Maggie burrowed deeper under the blankets. Just as she was about to doze off, the door crashed open. She sprung upright and stared at the doorway through a tangled web of hair. She should have known he’d unlock it with his damn handy-dandy bobby pin. She needed to find his supply and dispose of them. And then get a deadbolt.
Light from the hallway surrounded him as he advanced, but his features were hidden by darkness. He was purposeful, determined, stalking toward her like she was his prey, and Maggie’s insides responde
d in kind. She didn’t want to find anything about him attractive, but unfortunately for her, she did.
After all those years, after everything . . . it was loathsome to admit.

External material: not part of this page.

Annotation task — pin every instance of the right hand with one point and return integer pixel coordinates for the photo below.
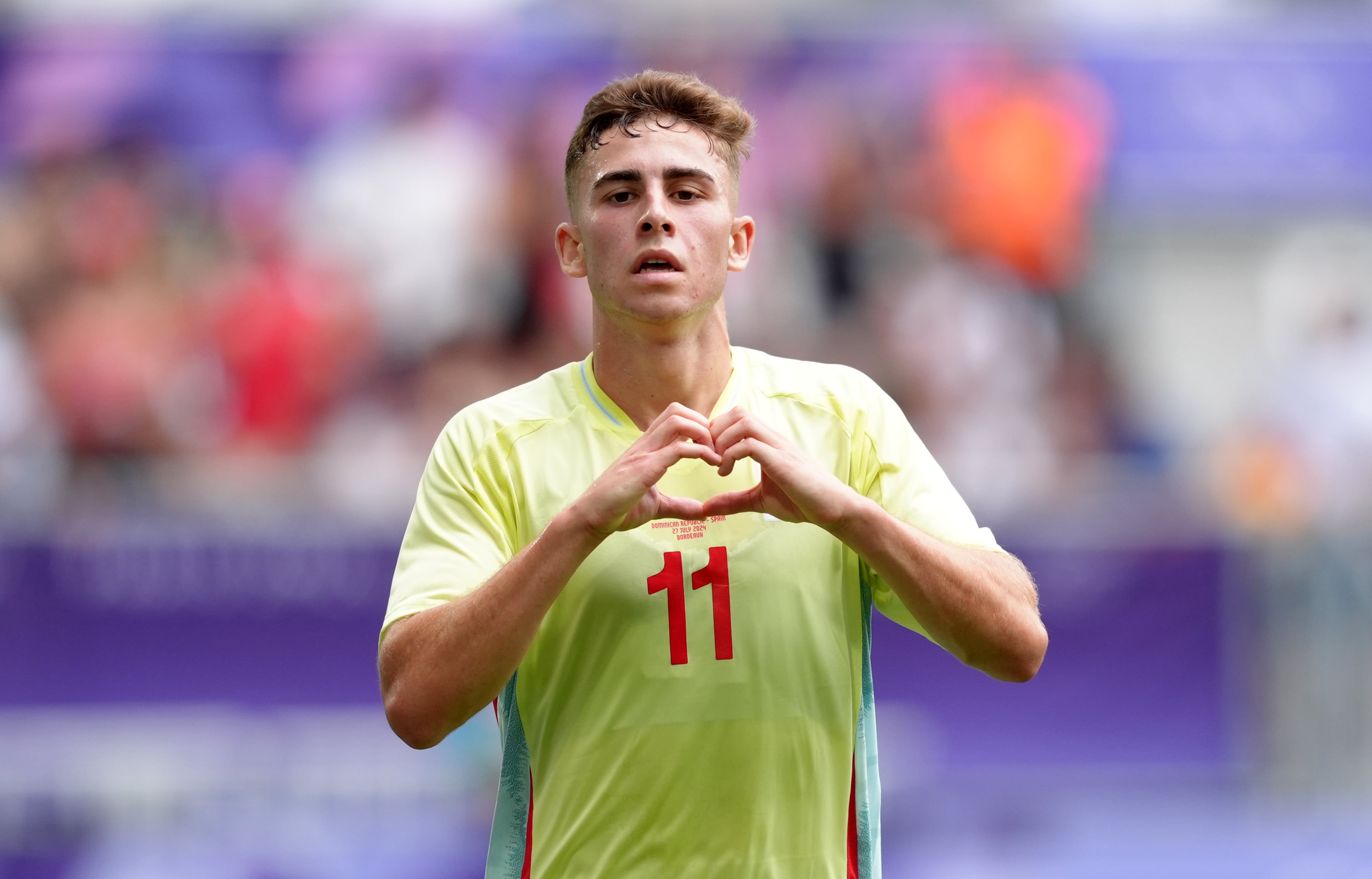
(626, 495)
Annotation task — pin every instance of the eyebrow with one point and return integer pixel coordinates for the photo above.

“I like the old doors, easy to unlock,” he supplied with a thumbs-up sign. “I approve.”
That made her want to modernize every inch of the house, stat.
“Get out,” she said nastily.
“You say that a lot.”
“And yet, here you remain.”
Lance propped his hands on either side of her, leaned down so that his face was close to hers and the scent of freshly shampooed hair hit her, and said quietly, “If you are not up and out of bed by six in the morning, every morning, this is not going to work. You hired me to do a job.” He straightened. “Let me do it.”
Her pulse thrummed, more from his words than his proximity, which was odd. It was the way he’d spoken them, confident and without any bullshit. Maggie let her head fall back onto the pillow and looked up at a black ceiling. “Okay. You’re right. Okay. But why can’t it be at seven?”
“I’m sorry, what did you say? I didn’t quite catch that. Did you say you were sorry? And it’s six. I have other things to do with the rest of my day.”
Maggie propped herself up on her elbows and glared at his head. Lance stood with his legs apart and arms crossed over his expansive chest. She couldn’t see his face, but she didn’t need to, to know that it was smug.
She raised a hand, one particular finger lifted. “Let me know if you catch—”
“I’ll meet you downstairs,” he hastily interjected.
Deciding it was too much effort, and a wasted one, to make herself presentable, Maggie tugged on a sports bra that mashed her D-cup breasts into one, huge uni-boob. She finished off the ensemble with a yellow tank top that had seen its share of grease and dirt, and red shorts. She didn’t brush her hair, and she didn’t brush her teeth. If Lance saw her at her worst, his expectations would be low, so when she actually tried to look decent, he would be impressed.
Not that she cared what he thought.
The bottom of the stairs seemed unreachable as she made her zombie-trek down them—a slow, disjointed, swaying amble with the purpose to remain upright and mobile. Lance leaned against the kitchen counter and watched her advance, sipping from her favorite mug. It was pink with a heart on either side. She wanted to snatch it away from him. He should have been embarrassed to use such a cup, but as with all things concerning Lance, he looked good holding it, totally natural. Annoyingly so.